Anyway, we greeks when we ask what a word means we say "τι σημαίνει" or "τι θα πει" (i think it's gramatically incorrect but we actually use it more often) . So in your situation it has nothing do with the future . I can't remember how this gramatical phenomenon is called if it's called somehow


----------



## Karina (Brazil/Portugal)

Wellcome! 

Thank you very much Lazor, now I can understand! 

euxaristw para polu


----------



## Lazor

:dΠαρακαλώ


----------



## balgior

Lazor said:


> Hello i'm new to this forum.
> 
> Anyway, we greeks when we ask what a word means we say "τι σημαίνει" or "τι θα πει"



Hello! 

We also say: "τι πάει να πει"

Τι σημαίνει αγάπη; = Τι θα πει αγάπη; = Τι πάει να πει αγάπη; = What does love mean?


----------



## Karina (Brazil/Portugal)

And how can I give the answer? Can I say:

H Agapi simainei...

h agaph pei...

 Thank You very much for the help Balgior!


----------



## Lazor

You can either say "(H) Agapi simainei - Η αγαπη σημαίνει" or "(H) Agapi tha pei - Η αγάπη θα πει " or of course "Agapi einai.. - Αγάπη είναι" . I write both in "greeklish" and greek just in case you need to copy paste them etc


----------



## balgior

Karina (Brazil/Portugal) said:


> And how can I give the answer? Can I say:
> 
> H Agapi simainei...
> 
> h agaph pei...
> 
> Thank You very much for the help Balgior!



You should say:

Αγάπη σημαίνει... = Αγάπη θα πει... = Αγάπη πάει να πει... = Love means...
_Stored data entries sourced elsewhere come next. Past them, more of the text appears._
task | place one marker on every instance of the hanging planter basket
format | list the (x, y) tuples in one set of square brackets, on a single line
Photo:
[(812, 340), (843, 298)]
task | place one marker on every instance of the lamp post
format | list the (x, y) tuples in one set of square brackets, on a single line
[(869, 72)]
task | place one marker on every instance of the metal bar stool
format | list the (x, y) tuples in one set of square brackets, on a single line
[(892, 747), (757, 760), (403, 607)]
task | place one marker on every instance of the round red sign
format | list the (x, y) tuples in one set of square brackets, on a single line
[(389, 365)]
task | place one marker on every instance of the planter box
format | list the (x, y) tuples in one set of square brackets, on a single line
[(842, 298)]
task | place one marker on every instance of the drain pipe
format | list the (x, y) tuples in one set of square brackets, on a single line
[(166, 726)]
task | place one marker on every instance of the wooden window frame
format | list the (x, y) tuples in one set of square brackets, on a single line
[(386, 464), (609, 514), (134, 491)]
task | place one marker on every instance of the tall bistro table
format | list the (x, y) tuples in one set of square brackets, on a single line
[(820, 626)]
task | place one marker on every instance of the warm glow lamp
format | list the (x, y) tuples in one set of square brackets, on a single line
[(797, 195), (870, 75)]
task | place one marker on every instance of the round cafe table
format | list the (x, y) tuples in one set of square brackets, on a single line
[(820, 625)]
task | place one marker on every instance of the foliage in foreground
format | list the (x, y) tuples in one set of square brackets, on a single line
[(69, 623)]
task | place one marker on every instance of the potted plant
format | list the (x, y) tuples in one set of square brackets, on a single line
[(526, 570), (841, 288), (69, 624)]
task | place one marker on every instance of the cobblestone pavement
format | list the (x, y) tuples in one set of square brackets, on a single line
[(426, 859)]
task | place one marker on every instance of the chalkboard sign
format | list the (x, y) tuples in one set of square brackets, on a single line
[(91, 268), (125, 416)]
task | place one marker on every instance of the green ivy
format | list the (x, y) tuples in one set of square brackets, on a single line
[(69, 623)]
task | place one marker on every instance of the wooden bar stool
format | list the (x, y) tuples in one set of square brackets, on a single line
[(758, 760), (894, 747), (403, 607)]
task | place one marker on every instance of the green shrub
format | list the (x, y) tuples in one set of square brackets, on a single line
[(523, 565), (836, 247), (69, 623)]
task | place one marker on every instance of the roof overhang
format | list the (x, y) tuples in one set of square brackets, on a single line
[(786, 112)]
We don't say "*Η* αγάπη" in this case. I don't know if there is a rule about this, but from a few examples I tried to think of, I figured out that we don't use an article when defining something, but we do when describing it (my examples were using the verb "είναι" - *Η* αγάπη είναι κάτι όμορφο). Maybe I'm not completely correct, but this is an issue to discuss in a different post, so...


----------



## anthodocheio

balgior said:


> You should say:
> 
> Αγάπη σημαίνει... = Αγάπη θα πει... = Αγάπη πάει να πει... = Love means...
> 
> We don't say "*Η* αγάπη" in this case. I don't know if there is a rule about this, but from a few examples I tried to think of, I figured out that we don't use an article when defining something, but we do when describing it (my examples were using the verb "είναι" - *Η* αγάπη είναι κάτι όμορφο). Maybe I'm not completely correct, but this is an issue to discuss in a different post, so...


 
I have an answer for this!
"Η αγάπη είναι κάτι όμορφο" means "Love is something beautiful" 
while "Αγάπη σημαίνει... = Αγάπη θα πει... = Αγάπη πάει να πει... " means "the word love means..."


----------



## Karina (Brazil/Portugal)

One more thing that I know... Thank You all, very much!


----------